Marcus Hani J, Williams Sophie, Hughes-Hallett Archie, Camp Sophie J, Nandi Dipankar, Thorne Lewis
The Hamlyn Centre, Institute of Global Health Innovation, Imperial College, London, UK.
Department of Neurosurgery, Charing Cross Hospital, Imperial College Healthcare NHS Trust, London, UK.
Neurosurg Rev. 2017 Oct;40(4):621-631. doi: 10.1007/s10143-017-0817-0. Epub 2017 Feb 15.
The lack of a simple, objective and reproducible system to describe glioblastoma multiforme (GBM) represents a major limitation in comparative effectiveness research. The objectives of this study were therefore to develop such a grading system and to validate it on patients who underwent surgical resection. A systematic review of the literature was performed to identify features on pre-operative magnetic resonance imaging (MRI) that predict the surgical outcome of patients with GBM. In all, the five most important features of GBM on pre-operative MRI were as follows: periventricular or deep location, corpus callosum or bilateral location, eloquent location, size and associated oedema. These were then used to develop a grading system. To validate this grading system, a retrospective cohort study of all adult patients with supratentorial GBM who underwent surgical resection between the 1 January 2014 and the 31 June 2015 was performed. There was a substantial agreement between the two neurosurgeons grading GBM (Cohen's κ was 0.625; standard error 0.066). High-complexity lesions were significantly less likely to result in complete resection of contrast-enhancing tumour than low-complexity lesions (50.0 versus 3.4%; p = 0.0007). The proposed grading system may allow for the standardised communication of anatomical features of GBM identified on pre-operative MRI.

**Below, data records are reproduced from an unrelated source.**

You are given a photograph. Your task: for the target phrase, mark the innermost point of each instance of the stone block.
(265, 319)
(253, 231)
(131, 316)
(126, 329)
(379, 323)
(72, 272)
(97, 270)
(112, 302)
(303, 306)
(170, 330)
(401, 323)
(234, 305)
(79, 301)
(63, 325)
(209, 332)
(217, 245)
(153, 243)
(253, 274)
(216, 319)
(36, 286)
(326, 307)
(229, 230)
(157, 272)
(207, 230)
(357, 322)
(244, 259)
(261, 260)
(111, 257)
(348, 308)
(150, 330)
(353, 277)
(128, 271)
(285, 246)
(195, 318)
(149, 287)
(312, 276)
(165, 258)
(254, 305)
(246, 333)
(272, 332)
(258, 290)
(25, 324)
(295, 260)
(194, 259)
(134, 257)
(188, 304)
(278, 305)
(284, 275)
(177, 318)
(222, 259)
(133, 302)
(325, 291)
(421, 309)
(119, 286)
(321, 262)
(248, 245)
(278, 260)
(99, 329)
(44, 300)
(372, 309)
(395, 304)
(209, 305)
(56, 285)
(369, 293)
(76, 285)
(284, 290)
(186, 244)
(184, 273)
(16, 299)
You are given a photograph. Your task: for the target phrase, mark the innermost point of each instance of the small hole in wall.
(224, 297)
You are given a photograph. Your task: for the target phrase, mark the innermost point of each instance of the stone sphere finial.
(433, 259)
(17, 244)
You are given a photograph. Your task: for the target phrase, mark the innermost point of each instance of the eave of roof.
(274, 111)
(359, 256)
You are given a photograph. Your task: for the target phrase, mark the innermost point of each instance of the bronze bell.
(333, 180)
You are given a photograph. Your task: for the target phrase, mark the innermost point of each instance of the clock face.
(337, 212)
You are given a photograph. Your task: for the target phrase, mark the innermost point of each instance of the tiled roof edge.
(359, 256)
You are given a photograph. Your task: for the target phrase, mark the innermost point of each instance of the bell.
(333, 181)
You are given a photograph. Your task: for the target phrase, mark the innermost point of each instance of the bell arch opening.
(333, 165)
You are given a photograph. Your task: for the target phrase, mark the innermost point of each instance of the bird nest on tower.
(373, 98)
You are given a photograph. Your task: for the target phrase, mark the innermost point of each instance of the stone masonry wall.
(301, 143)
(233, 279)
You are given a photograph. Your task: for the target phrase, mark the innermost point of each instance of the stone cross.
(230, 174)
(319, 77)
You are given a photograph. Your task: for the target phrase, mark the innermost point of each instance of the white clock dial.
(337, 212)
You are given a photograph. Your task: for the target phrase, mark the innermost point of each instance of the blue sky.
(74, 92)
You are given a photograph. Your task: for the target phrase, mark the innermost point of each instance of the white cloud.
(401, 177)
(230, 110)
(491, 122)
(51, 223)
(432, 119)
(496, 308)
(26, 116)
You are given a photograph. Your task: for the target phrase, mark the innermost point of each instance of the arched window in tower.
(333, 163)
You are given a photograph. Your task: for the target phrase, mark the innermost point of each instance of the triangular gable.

缺乏一个简单、客观且可重复的系统来描述多形性胶质母细胞瘤(GBM)是比较疗效研究中的一个主要限制。因此,本研究的目的是开发这样一种分级系统,并在接受手术切除的患者身上进行验证。对文献进行了系统回顾,以确定术前磁共振成像(MRI)上预测GBM患者手术结果的特征。总体而言,GBM在术前MRI上的五个最重要特征如下:脑室周围或深部位置、胼胝体或双侧位置、功能区位置、大小和相关水肿。然后用这些特征开发了一个分级系统。为了验证这个分级系统,对2014年1月1日至2015年6月31日期间接受手术切除的所有幕上GBM成年患者进行了一项回顾性队列研究。两位神经外科医生对GBM的分级之间存在高度一致性(科恩kappa系数为0.625;标准误差为0.066)。高复杂性病变导致增强肿瘤完全切除的可能性明显低于低复杂性病变(50.0%对3.4%;p = 0.0007)。所提出的分级系统可能有助于对术前MRI上识别出的GBM解剖特征进行标准化交流。